Sekarang bayangkan kalau Joko Widodo dan pasangannya, Ma'ruf Amin, yang menjadi pemenang kontestasi Pilpres. Jelas aman bagi SBY, juga bagi AHY. Jokowi sudah tidak mungkin mencalonkan diri lagi di tahun 2024. Konstitusi membatasi jabatan Presiden RI cuma 10 tahun.

Ma'ruf Amin mencalonkan diri sebagai Capres 2024? Ya bisa saja sih, tetapi mengingat usia sekarang saja sudah 75, rasanya sudah tertutup kemungkinan Sang Kyai mencalonkan diri.

Demikianlah jawaban dari rumus matematika SBY. Sangat mudah ditebak, bukan?

Jadi, jangan terlalu heran kalau SBY -demikian pula AHY- cenderung tidak terlalu menunjukkan hasratnya untuk "all out" mendukung Prabowo lewat serangkaian kampanye.
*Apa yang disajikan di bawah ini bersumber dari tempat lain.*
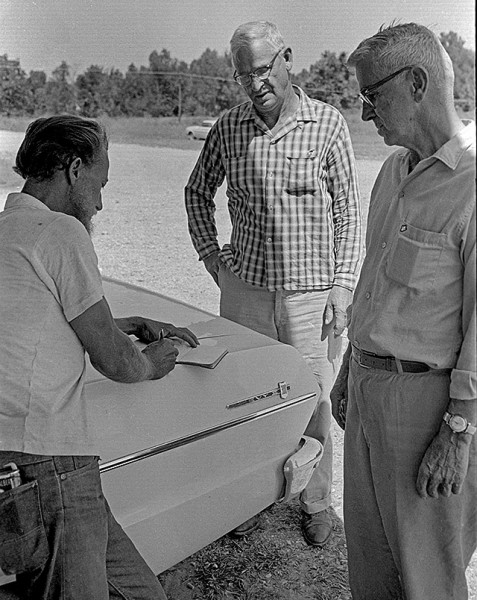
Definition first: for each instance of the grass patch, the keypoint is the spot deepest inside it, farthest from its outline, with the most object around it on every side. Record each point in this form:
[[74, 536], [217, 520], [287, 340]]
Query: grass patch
[[273, 563]]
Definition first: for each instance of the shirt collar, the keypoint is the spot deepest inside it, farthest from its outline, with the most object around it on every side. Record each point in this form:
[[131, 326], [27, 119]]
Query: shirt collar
[[452, 151], [22, 200], [305, 111]]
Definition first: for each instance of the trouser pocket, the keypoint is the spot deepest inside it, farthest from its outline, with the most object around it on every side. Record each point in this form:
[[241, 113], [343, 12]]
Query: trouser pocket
[[23, 543]]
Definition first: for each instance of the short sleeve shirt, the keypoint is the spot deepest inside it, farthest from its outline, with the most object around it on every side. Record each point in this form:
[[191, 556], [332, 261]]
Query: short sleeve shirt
[[48, 276]]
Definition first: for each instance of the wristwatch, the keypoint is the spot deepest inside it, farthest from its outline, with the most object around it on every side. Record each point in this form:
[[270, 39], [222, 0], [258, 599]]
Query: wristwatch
[[459, 424]]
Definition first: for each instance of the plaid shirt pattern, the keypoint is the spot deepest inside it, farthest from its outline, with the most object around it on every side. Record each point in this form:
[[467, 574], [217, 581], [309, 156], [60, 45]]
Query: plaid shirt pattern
[[292, 196]]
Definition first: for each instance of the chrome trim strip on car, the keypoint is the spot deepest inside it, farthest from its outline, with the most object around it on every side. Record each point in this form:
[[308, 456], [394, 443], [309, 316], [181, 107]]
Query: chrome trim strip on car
[[160, 448], [282, 389]]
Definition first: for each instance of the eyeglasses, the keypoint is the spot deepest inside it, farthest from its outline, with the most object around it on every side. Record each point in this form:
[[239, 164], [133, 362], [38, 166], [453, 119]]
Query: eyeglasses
[[261, 73], [365, 93]]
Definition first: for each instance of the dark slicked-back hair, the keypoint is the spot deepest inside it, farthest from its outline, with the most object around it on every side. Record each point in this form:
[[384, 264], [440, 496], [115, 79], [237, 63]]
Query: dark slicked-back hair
[[52, 143]]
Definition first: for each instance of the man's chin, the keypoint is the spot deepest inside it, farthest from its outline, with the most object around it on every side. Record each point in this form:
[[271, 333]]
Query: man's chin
[[87, 224]]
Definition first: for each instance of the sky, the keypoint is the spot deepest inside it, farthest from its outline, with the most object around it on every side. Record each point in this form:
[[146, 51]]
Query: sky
[[116, 33]]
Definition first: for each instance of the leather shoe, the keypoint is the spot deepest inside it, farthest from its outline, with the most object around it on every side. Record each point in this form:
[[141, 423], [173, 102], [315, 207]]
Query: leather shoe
[[247, 527], [316, 528]]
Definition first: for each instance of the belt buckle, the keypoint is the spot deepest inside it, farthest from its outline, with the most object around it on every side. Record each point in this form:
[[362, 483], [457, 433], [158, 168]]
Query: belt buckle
[[360, 363]]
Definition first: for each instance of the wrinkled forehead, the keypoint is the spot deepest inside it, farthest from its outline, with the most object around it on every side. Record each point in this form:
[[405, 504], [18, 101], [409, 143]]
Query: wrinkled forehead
[[255, 54]]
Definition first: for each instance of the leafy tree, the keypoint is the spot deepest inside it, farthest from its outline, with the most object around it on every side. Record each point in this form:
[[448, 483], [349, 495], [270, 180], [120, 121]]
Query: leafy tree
[[165, 89], [136, 92], [15, 93], [329, 80], [36, 83], [60, 93], [463, 61], [99, 92]]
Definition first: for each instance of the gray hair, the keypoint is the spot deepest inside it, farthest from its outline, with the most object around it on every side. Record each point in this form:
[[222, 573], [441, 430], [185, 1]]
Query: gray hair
[[247, 33], [52, 143], [407, 44]]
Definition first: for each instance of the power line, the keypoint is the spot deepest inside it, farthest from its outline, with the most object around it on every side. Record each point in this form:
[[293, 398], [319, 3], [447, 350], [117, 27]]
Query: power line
[[177, 74]]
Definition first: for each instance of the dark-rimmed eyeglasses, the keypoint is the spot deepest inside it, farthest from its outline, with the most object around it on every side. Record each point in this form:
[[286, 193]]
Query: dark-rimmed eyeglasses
[[261, 73], [366, 92]]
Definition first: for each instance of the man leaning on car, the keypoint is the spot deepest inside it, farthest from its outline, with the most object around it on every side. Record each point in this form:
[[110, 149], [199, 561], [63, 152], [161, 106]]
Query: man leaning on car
[[57, 533]]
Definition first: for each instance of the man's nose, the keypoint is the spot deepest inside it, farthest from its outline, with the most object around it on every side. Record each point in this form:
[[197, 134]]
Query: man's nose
[[256, 83], [367, 113]]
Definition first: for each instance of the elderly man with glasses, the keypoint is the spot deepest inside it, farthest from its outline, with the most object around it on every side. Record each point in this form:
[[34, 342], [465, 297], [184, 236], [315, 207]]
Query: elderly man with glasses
[[410, 503], [291, 264]]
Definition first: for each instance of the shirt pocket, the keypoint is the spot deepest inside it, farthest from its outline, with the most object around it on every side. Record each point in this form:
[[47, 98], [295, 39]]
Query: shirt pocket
[[302, 173], [239, 171], [414, 257], [23, 543]]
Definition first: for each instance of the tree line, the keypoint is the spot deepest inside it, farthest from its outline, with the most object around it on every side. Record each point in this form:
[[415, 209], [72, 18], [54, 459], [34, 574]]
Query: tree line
[[168, 86]]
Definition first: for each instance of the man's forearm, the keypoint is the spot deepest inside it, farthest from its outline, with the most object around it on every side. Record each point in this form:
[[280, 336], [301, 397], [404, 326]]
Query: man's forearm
[[125, 363]]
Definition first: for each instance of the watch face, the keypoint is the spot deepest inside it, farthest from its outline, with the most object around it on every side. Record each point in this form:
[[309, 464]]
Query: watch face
[[457, 423]]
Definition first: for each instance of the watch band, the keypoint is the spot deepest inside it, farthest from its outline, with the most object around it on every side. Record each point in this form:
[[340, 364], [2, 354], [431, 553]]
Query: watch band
[[468, 427]]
Pun para partai pendukung non Gerindra seperti PKS, PAN dan Berkarya. Mereka idem dito dengan SBY-AHY, tidak mau "all out". Para pentolan partai ini sadar, mereka tidak mendapat "coattail effect" dari dukungan ini. Mereka lebih memilih menyibukkan diri dengan mendukung para caleg dan partai masing-masing.

Terus Prabowo Subianto dengan Gerindra-nya gimana dong?

Boleh jadi artikel yang pernah ditulis sebelumnya ini benar, Prabowo dan Gerindra akan ditinggalkan sendirian.